Winter’s mobile rang as he was shaving. Angela handed it to him.
“That cap has popped up again,” said Ringmar.
“Where?”
“We’ve heard from three witnesses during the night who think they saw a man pushing a stroller with a child in it from H &M or somewhere near there, and he was wearing a checked cap. No leading questions.”
“What made them notice that?”
“A woman was working right by where the mother left the stroller, and she noticed that it was unattended for a while, and then a man came up after a while and went off with it.”
“And she didn’t react?”
“Well, it seemed natural enough at the time. She recalled the incident when we started rooting around.”
“Good God, Bertil: If what she says is right, we’re onto something here. What about the other witnesses?”
“Independently of each other, they both saw that cap in Nordstan.”
“Nobody saw it outside?”
He could hear Bertil sigh. Bertil had had another sleepless night. Winter hadn’t been able to stay with him, it wouldn’t have been possible. It had been necessary to discuss the Christmas holiday with Angela. And to make a snowman with Elsa.
“We’ve had the usual idiots who’ve seen everything you can imagine. There’ve been more than ever of them, but that probably has to do with Christmas,” said Ringmar.
Winter didn’t ask him what he meant by that.
“Have you made copies of the photo?” he asked.
“Hundreds.”
“I’ll be with you in half an hour.”
“I haven’t gotten around to talking to the parents yet,” said Ringmar.
“I heard his father was taken into the hospital last night,” said Winter.
“I’ve never seen anybody in such a state of shock,” said Ringmar. “It hit him afterward, like an avalanche.”
“Nothing new from the mother? Carolin?”
“She’s told her side of the story,” said Ringmar. “She didn’t set up a kidnapping scenario, I don’t think so. But we’ll be talking to her again.”
“I thought of trying again with Simon Waggoner later this morning,” said Winter.
“At home? Or at the station?”
“At home. Do you have the video camera?”
“It’s here on my desk.”
“How are the checks on the nursery-school staff going?” Winter asked.
“It’s progressing. It takes time, as you know.”
“We have to check up on everybody who works, or has worked, at those places. I take it that Möllerström is aware of that? Even if we have to go back ten years, or even longer.”
He embraced Elsa and whispered things into her ear that made her giggle. The bags were all packed.
“We should have had some sort of Christmas party last night,” said Angela.
“We’ll do it in a few days’ time,” he said.
“Don’t fool yourself,” she said.
He didn’t respond.
“We’ve both hidden a Christmas present for you somewhere in the apartment,” she said.
“You’ll never find mine!” said Elsa.
“Animal, vegetable, or mineral, or somewhere in between?” he said.
“Fish!” Elsa shouted.
“It’s a secret, Elsa!” said Angela.
“Is it easy to find the packages?” Winter asked.

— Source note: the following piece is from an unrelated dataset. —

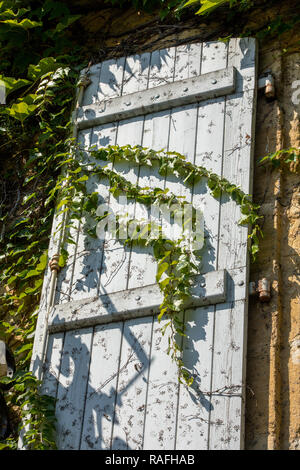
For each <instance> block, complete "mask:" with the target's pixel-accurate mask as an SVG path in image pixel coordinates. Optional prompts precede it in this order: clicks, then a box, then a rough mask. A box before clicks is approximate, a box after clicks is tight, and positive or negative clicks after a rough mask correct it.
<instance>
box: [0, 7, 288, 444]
mask: <svg viewBox="0 0 300 470" xmlns="http://www.w3.org/2000/svg"><path fill="white" fill-rule="evenodd" d="M107 2H108V3H110V4H112V5H116V4H117V5H121V6H123V5H125V3H126V2H125V1H123V0H107ZM129 3H130V4H133V5H134V6H136V8H142V7H143V8H144V7H146V6H147V7H149V8H148V10H149V11H152V10H153V9H154V8H157V6H158V7H159V8H160V18H161V19H163V18H165V17H167V16H168V15H169V14H173V13H175V15H176V17H177V18H179V17H180V15H181V13H182V12H183V11H186V8H185V7H189V5H191V6H192V7H193V6H195V5H193V4H195V3H196V2H185V1H181V0H149V1H148V0H143V1H140V0H133V1H132V2H131V1H130V2H129ZM198 3H199V5H196V7H197V8H198V6H199V7H200V2H199V1H198ZM221 4H224V5H225V4H227V5H228V6H232V7H233V6H234V5H235V4H236V5H237V6H238V8H247V7H248V5H252V1H250V0H249V1H248V0H245V1H241V2H231V1H230V2H229V1H226V2H225V1H221V0H216V1H215V2H210V1H208V0H202V1H201V7H200V8H201V11H198V14H201V15H202V14H206V13H210V7H212V6H216V7H218V6H220V5H221ZM183 7H184V8H183ZM78 19H79V15H77V14H72V13H71V12H70V10H69V8H68V6H67V5H66V3H65V2H60V1H55V0H32V1H29V0H2V1H1V2H0V46H1V47H0V62H1V71H0V84H1V85H3V84H4V85H5V89H6V103H5V104H4V105H3V104H1V105H0V154H1V158H2V160H3V166H2V168H1V170H0V189H1V200H0V224H1V226H0V248H1V254H0V272H1V274H0V281H1V287H0V317H1V320H2V321H1V325H0V336H1V339H4V340H5V341H7V342H8V343H9V345H10V346H11V347H12V349H13V351H14V355H15V357H16V359H17V372H16V374H15V376H14V377H13V378H12V379H10V378H7V377H4V378H1V379H0V386H1V383H2V384H3V385H5V384H8V383H13V384H14V387H13V389H11V391H9V392H5V394H6V396H5V398H6V402H7V404H8V407H9V409H10V413H11V419H12V421H13V425H14V426H13V431H12V432H11V433H10V435H9V437H8V438H6V439H3V440H2V442H1V443H0V449H16V448H17V441H18V435H19V431H20V429H21V428H22V426H24V425H26V430H25V434H24V436H23V441H24V443H25V444H26V445H28V446H29V448H30V449H54V448H55V447H56V443H55V417H54V410H55V400H54V399H53V398H52V397H47V396H45V395H42V394H41V393H40V382H39V381H38V380H37V379H36V378H35V377H34V376H33V375H32V374H31V373H30V372H29V365H30V360H31V354H32V343H33V337H34V332H35V325H36V319H37V312H38V305H39V300H40V294H41V286H42V280H43V275H44V270H45V267H46V264H47V247H48V243H49V234H50V231H51V224H52V219H53V216H54V212H55V204H56V200H57V196H58V195H59V197H60V201H63V200H64V199H67V201H65V207H64V209H62V210H65V209H66V210H67V211H68V212H69V215H70V218H71V219H72V217H75V218H76V217H81V207H80V204H79V205H77V206H76V204H75V203H74V201H75V199H73V198H72V197H71V195H73V193H74V191H75V192H76V193H77V194H78V196H79V199H80V201H81V204H82V205H83V206H82V207H84V209H85V210H86V211H87V212H89V213H95V210H96V197H95V194H87V192H86V187H85V184H84V183H85V177H88V176H89V175H90V174H93V173H95V174H96V175H98V177H100V178H102V177H106V178H107V177H108V178H109V179H110V181H111V190H112V192H114V193H115V194H116V192H117V191H126V192H127V194H130V195H131V197H132V198H135V199H136V200H138V201H140V202H142V203H144V204H149V203H150V201H151V200H152V201H153V200H155V201H158V200H163V201H164V202H171V201H173V202H174V201H175V199H176V198H175V196H174V195H172V194H170V193H163V192H160V191H161V190H155V189H153V190H152V192H151V193H149V194H147V192H146V191H145V190H144V189H143V188H139V187H138V186H135V185H131V184H130V183H129V182H128V181H126V180H124V178H123V179H122V177H121V176H120V175H117V174H115V173H114V172H113V171H111V170H109V168H108V167H106V168H105V167H104V168H103V172H101V171H100V170H99V167H98V166H97V165H95V166H94V168H92V169H91V168H87V167H85V166H84V161H83V159H81V158H80V155H81V152H82V149H79V148H76V146H75V145H74V143H73V142H72V141H70V140H68V137H69V135H70V129H71V123H70V114H71V108H72V105H73V100H74V96H75V91H76V80H77V77H78V73H79V70H81V69H82V68H83V67H85V66H86V62H87V59H88V58H87V57H86V53H84V52H83V50H82V47H81V44H80V45H79V43H75V42H74V39H72V38H71V36H70V35H69V34H68V31H69V28H70V26H72V24H75V25H76V21H77V20H78ZM295 24H296V19H295V20H294V21H293V23H292V24H291V25H290V24H286V23H284V22H283V21H279V20H278V21H277V22H274V24H271V25H270V27H269V28H266V31H265V32H263V33H264V36H263V37H264V39H265V37H266V35H268V34H270V33H272V34H279V33H281V32H282V31H285V30H287V29H289V28H291V27H294V25H295ZM70 149H71V151H70ZM90 153H91V156H93V158H95V160H98V159H102V160H103V159H104V160H105V159H107V160H108V161H112V160H113V159H116V158H121V159H126V160H127V161H129V162H135V163H136V162H138V163H139V164H141V165H145V164H146V165H148V164H149V165H152V164H153V162H158V164H159V166H160V170H161V171H165V170H164V169H163V168H165V169H166V168H167V169H168V171H173V172H174V173H175V174H177V176H178V177H179V178H180V179H182V180H183V181H185V182H186V183H192V181H194V180H196V179H197V178H206V180H207V183H208V185H209V187H210V190H211V192H212V194H213V195H214V196H215V197H219V195H221V194H222V193H227V194H230V197H232V198H233V199H234V200H235V201H236V203H237V204H239V205H240V206H241V212H242V220H241V221H240V223H243V224H248V223H249V224H252V231H251V233H250V235H249V238H250V240H251V242H252V243H251V252H252V256H253V257H255V256H256V254H257V252H258V249H259V247H258V237H259V234H260V228H259V224H258V219H259V216H258V209H259V208H258V206H255V205H254V204H253V203H252V202H251V198H250V197H249V196H247V195H245V194H243V193H242V191H240V189H239V188H237V187H235V186H233V185H231V183H230V182H228V181H226V180H225V179H222V178H219V177H218V176H217V175H214V174H213V173H210V172H208V171H207V170H206V169H205V168H197V167H193V166H191V165H190V164H189V163H188V162H187V161H186V160H185V159H184V158H182V156H180V155H179V154H176V153H163V152H154V151H153V150H146V149H143V148H140V147H135V148H131V147H129V146H127V147H123V148H119V147H109V148H105V149H99V150H96V149H90ZM278 158H279V159H280V162H281V163H280V165H281V164H285V163H284V162H285V159H286V158H292V153H289V154H288V155H287V154H283V153H282V154H280V155H279V154H277V155H276V156H275V155H270V156H269V157H268V161H272V163H275V164H276V165H277V160H278ZM265 161H267V160H265ZM265 161H264V162H263V163H265ZM62 165H65V166H67V168H68V173H67V177H63V176H62V175H61V168H62ZM164 165H165V166H164ZM72 172H73V173H72ZM66 178H67V183H68V184H67V185H63V181H64V179H65V180H66ZM80 178H83V179H81V180H80ZM72 185H73V188H72ZM69 197H70V199H69ZM179 203H180V204H182V203H183V202H182V201H179ZM95 221H97V219H96V218H95ZM89 233H90V234H91V233H92V232H91V231H89ZM138 238H139V237H137V240H136V242H137V243H149V245H152V246H153V249H154V255H155V257H156V259H157V262H158V271H157V280H158V283H159V284H160V287H161V288H162V290H163V293H164V302H163V305H162V307H161V312H160V315H161V317H162V316H165V317H168V318H169V327H170V329H171V335H170V349H169V353H170V354H171V355H172V357H173V356H174V357H173V358H174V360H175V361H176V362H177V364H178V366H179V369H180V370H181V380H183V381H184V382H185V383H186V382H187V383H188V384H191V379H192V378H191V377H190V375H189V373H188V371H186V370H185V368H184V364H182V362H181V355H180V346H178V345H177V343H176V333H177V335H178V334H179V335H181V334H185V333H184V328H183V326H184V325H183V324H182V322H181V318H180V316H179V315H178V312H179V309H180V305H182V301H183V300H184V298H185V296H187V295H188V292H189V290H190V288H191V284H190V276H189V275H186V274H189V273H190V272H192V271H195V272H197V270H198V263H197V260H198V262H200V257H199V256H197V258H195V259H192V258H190V256H188V255H189V252H188V251H185V250H184V249H183V247H179V246H178V245H177V244H176V243H171V241H166V240H163V238H162V237H161V238H160V239H159V240H156V241H154V240H147V241H141V240H139V239H138ZM197 255H199V254H197ZM65 257H66V253H64V252H62V256H61V260H60V263H61V265H62V264H63V263H64V262H65ZM174 293H176V295H174ZM176 301H177V302H176ZM164 309H165V310H164ZM167 326H168V325H167ZM174 338H175V339H174ZM173 339H174V342H172V341H173ZM178 348H179V349H178ZM20 422H21V423H22V424H21V425H19V429H17V428H18V424H19V423H20Z"/></svg>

“There’s a letter in the kitchen with clues,” said Angela.
The taxi was waiting. The snow had gone, but the sun was there, located quite low in the blue expanse.
“Daddy is coming as well,” said Elsa as she got into the car. She looked miserable.
What am I doing? Winter thought.
The driver crammed the bags into the trunk. He glanced at Winter. He’d heard.
Winter’s mobile rang in his inside pocket-two, three rings.
“Aren’t you going to answer?” asked Angela from the backseat, through the open door.
He saw “private number” on the display, and answered. It was Paul Waggoner, Simon’s father: “I just wanted to check what time we could expect you,” he said.
Winter exchanged a few words with him, then hung up.
“I’ll take you to the airport,” he said, starting to take the bags out of the trunk.
“Merry Christmas,” said the taxi driver, as he prepared to drive his empty car away.
Winter and Elsa sang Christmas carols all the way to Landvetter airport.
The check-in line was shorter than he’d expected.
Angela smiled and waved from the escalator up to the terminal. He needed that. She was a good lady. She understood.
The question was how much she understood, he thought, as he drove back to Gothenburg from the airport. On the way he listened to the news reports about his own reality. Now that was his whole world.